Quarto encontro entre o Teatro Bruto e Valter Hugo Mãe, O Filho de Mil Homens transforma as personagens do romance em gente de carne e osso e ensaia-as para um final grande — e redondo — como um carrossel

Enche a boca quase até a engasgar, como se não fosse exactamente uma palavra mas um peixe ainda vivo e escorregadio, um peixe quase acabado de sufocar, já estragado pelo medo da morte, a debater-se obstinadamente da cabeça até à cauda como os que Crisóstomo pescará nas noites em que se imagina a ganhar não a lotaria mas um filho.

Não é exactamente uma palavra, a felicidade, e debate-se obstinadamente com a vontade que o Teatro Bruto teve de a meter à força em cima dos ombros — como numa grande festa de baptizado em que se bebeu demasiado vinho de garrafão, ou como alguém a quem saiu não um filho mas a lotaria — das personagens de O Filho de Mil Homens, arrancadas à dentada (e nalguns casos feitas em pedaços, ou na melhor das hipóteses em aviõezinhos de papel, como o próprio texto) do romance homónimo de Valter Hugo Mãe, publicado em 2011.
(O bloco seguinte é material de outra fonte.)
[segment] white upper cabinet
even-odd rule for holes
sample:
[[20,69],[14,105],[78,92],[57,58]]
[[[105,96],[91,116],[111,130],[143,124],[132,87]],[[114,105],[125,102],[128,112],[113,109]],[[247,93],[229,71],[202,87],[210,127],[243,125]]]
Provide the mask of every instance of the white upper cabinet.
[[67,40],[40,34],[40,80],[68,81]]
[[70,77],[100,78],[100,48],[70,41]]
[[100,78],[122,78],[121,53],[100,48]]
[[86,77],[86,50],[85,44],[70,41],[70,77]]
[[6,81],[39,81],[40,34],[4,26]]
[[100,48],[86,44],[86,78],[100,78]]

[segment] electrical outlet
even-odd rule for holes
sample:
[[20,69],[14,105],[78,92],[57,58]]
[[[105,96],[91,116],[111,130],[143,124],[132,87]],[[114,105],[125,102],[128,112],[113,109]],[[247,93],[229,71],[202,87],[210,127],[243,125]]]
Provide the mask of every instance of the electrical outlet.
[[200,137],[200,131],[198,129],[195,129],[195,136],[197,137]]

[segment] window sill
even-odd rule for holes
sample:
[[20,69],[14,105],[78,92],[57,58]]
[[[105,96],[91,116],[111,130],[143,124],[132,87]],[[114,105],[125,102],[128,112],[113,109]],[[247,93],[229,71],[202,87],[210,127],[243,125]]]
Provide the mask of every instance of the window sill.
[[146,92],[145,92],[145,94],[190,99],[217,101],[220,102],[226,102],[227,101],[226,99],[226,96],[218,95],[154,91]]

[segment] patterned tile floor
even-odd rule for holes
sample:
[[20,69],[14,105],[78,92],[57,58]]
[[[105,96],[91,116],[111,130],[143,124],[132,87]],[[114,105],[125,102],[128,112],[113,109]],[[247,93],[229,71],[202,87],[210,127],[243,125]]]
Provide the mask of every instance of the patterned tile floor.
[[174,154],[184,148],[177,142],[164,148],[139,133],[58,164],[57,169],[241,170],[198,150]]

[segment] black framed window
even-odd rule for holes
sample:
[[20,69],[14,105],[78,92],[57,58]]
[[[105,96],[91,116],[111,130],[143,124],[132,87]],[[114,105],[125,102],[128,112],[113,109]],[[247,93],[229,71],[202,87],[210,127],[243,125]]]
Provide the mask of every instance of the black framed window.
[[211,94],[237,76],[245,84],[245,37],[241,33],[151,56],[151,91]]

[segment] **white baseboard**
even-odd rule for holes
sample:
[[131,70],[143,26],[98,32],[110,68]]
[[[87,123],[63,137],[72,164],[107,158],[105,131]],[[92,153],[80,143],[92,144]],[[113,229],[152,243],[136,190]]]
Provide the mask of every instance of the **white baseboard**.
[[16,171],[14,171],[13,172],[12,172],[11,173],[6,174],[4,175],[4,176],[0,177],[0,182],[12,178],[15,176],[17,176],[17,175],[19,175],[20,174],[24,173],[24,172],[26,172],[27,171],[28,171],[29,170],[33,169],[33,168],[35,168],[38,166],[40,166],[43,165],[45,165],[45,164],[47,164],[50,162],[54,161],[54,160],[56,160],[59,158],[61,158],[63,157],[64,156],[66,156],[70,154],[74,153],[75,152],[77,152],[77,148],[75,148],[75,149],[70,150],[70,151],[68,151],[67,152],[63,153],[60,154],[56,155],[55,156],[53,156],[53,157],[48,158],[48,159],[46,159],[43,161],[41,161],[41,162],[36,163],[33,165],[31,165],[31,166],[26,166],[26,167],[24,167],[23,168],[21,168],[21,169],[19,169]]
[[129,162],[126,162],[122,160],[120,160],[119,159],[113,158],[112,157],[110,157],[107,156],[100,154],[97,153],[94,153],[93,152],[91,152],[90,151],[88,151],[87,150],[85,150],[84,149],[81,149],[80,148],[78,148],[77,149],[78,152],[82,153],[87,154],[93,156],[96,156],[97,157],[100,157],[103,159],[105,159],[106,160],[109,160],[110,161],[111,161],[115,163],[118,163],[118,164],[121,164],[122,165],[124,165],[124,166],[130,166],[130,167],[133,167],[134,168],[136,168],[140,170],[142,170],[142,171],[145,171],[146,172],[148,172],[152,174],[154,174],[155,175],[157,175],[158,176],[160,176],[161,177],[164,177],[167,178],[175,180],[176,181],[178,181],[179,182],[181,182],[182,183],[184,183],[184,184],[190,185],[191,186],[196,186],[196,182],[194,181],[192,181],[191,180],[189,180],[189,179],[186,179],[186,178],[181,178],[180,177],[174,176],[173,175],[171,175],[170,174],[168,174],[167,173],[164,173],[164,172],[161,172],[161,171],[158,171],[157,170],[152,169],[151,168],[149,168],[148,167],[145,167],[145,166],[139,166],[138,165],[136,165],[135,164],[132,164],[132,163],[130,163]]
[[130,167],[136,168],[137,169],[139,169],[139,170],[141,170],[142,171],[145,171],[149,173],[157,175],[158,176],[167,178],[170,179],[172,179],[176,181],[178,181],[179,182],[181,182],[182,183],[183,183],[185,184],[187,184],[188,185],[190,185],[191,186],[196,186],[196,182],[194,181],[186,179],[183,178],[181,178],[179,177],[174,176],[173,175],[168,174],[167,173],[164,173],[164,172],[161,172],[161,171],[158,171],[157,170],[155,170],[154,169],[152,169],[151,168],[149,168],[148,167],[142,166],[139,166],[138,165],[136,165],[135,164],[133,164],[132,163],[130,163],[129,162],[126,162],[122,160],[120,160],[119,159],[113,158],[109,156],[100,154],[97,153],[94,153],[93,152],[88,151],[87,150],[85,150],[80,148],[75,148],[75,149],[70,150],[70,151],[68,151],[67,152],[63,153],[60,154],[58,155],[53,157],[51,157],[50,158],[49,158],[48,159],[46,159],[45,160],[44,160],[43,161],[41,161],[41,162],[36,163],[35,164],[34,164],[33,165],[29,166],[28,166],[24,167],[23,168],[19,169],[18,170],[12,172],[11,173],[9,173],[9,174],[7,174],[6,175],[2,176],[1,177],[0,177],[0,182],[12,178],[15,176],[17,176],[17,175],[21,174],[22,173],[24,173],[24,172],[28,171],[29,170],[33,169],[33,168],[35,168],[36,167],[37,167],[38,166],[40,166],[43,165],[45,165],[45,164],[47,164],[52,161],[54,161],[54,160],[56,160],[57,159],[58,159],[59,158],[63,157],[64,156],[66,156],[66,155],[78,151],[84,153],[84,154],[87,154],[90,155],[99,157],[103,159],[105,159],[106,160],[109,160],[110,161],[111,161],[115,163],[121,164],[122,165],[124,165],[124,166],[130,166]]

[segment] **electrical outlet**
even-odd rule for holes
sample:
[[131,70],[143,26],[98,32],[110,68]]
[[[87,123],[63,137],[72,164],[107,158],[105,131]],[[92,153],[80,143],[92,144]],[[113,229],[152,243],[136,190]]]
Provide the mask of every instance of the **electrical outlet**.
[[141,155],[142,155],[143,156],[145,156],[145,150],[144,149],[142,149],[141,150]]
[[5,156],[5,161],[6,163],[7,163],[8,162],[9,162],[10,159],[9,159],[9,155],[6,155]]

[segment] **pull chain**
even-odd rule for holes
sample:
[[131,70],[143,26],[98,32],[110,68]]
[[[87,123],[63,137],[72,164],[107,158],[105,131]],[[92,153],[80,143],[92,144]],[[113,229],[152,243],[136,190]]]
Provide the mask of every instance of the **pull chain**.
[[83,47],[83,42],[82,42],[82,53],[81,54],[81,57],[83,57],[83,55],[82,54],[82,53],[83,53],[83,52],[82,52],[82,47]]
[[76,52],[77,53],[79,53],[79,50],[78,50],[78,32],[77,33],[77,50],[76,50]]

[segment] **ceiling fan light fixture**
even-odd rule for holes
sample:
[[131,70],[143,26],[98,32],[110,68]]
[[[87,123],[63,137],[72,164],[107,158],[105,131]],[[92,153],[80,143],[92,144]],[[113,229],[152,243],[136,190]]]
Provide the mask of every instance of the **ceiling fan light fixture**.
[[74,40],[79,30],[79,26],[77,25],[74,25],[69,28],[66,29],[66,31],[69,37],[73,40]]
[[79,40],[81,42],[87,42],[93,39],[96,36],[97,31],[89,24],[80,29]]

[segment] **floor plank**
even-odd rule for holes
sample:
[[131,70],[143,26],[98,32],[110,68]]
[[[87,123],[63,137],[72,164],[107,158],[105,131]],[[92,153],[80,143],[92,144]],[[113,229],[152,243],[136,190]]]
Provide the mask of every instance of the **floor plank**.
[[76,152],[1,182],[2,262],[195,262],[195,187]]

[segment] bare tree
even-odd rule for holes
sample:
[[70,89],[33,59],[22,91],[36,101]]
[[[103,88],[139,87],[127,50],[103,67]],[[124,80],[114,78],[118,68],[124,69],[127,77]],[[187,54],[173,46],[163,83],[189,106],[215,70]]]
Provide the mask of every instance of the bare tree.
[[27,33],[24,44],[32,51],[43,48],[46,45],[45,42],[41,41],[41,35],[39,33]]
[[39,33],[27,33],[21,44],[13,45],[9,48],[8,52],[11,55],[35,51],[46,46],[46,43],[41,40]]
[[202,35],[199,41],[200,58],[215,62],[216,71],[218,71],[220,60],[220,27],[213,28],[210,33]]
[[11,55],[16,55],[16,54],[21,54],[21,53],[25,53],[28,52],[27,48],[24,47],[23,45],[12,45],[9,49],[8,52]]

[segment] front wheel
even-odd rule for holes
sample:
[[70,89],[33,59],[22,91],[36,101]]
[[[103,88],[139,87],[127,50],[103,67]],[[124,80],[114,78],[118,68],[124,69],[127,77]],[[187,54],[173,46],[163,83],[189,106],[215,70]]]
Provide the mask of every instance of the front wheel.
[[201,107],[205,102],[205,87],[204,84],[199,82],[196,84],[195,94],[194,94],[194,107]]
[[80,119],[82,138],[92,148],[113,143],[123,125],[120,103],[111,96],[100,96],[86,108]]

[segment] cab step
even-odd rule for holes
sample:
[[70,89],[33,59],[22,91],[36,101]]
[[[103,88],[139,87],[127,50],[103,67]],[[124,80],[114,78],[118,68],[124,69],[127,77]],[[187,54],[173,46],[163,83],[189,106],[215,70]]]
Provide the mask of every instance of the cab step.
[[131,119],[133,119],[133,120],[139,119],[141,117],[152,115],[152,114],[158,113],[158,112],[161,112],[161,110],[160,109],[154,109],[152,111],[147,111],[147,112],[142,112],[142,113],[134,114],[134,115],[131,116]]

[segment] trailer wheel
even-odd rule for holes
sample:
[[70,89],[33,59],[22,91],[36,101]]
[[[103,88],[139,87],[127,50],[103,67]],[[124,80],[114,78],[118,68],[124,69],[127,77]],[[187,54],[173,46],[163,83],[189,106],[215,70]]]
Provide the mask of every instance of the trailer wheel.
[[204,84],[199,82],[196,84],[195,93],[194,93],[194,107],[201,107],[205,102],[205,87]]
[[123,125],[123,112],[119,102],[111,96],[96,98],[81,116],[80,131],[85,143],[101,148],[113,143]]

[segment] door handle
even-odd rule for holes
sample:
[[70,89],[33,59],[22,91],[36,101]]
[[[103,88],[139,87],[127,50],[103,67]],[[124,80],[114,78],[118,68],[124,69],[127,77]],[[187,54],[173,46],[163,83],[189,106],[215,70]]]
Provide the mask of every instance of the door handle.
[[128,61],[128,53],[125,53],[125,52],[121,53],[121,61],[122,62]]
Tinha um final absurdamente feliz, depois de tantas desgraças, esse livro em que um pescador que aos 40 anos assume a tristeza de não ter tido um filho “ganha” o órfão de uma anã que morre desfeita pela violência desproporcional do parto e uma mulher duplamente enjeitada com quem pode finalmente constituir uma família daquelas de encher uma mesa grande e redonda como um carrossel. Continua a ser um final difícil de dizer, absurdamente feliz ao ponto de encher a boca das personagens quase até as engasgar, na peça que o Teatro Bruto ontem estreou no Teatro Carlos Alberto, no Porto, e que ali fica até dia 30. A encenação, e o trabalho prévio de adaptação que Ana Luena desenvolveu primeiro no workshop de dramaturgia de Dezembro e depois nos ensaios totalmente abertos à improvisação com o grupo de actores, profissionais, semi-profissionais e amadores, fizeram por isso, com todo o wishful thinking que é necessário para acreditar que sim, tudo vai acabar bem — mesmo. E fizeram por isso não apenas nessa cena nuclear — uma espécie de refrão da peça — em que o coro de mulheres do povo se debate com a impossibilidade de dizer a palavra “felizes” como se fosse a coisa mais natural do mundo (parece exactamente o contrário: uma aberração), mas do princípio ao fim do espectáculo. “A ideia do coro dos felizes saiu das sessões de improvisação, mas também da vontade de afirmar que apesar das fatalidades incontornáveis a felicidade é uma coisa que se pode construir, que se pode orquestrar, que se pode encenar, que se pode fingir, mesmo que se morra a tentar. Há um capítulo do livro que se chama mesmo assim, Os Felizes, e é aquele com que mais me identifico. Tem essa coisa muito feminina que às tantas se diz acerca de uma das mulheres do livro — que ela queria sobreviver, nem que fosse para morrer mais tarde”, explica Ana Luena no final de um ensaio.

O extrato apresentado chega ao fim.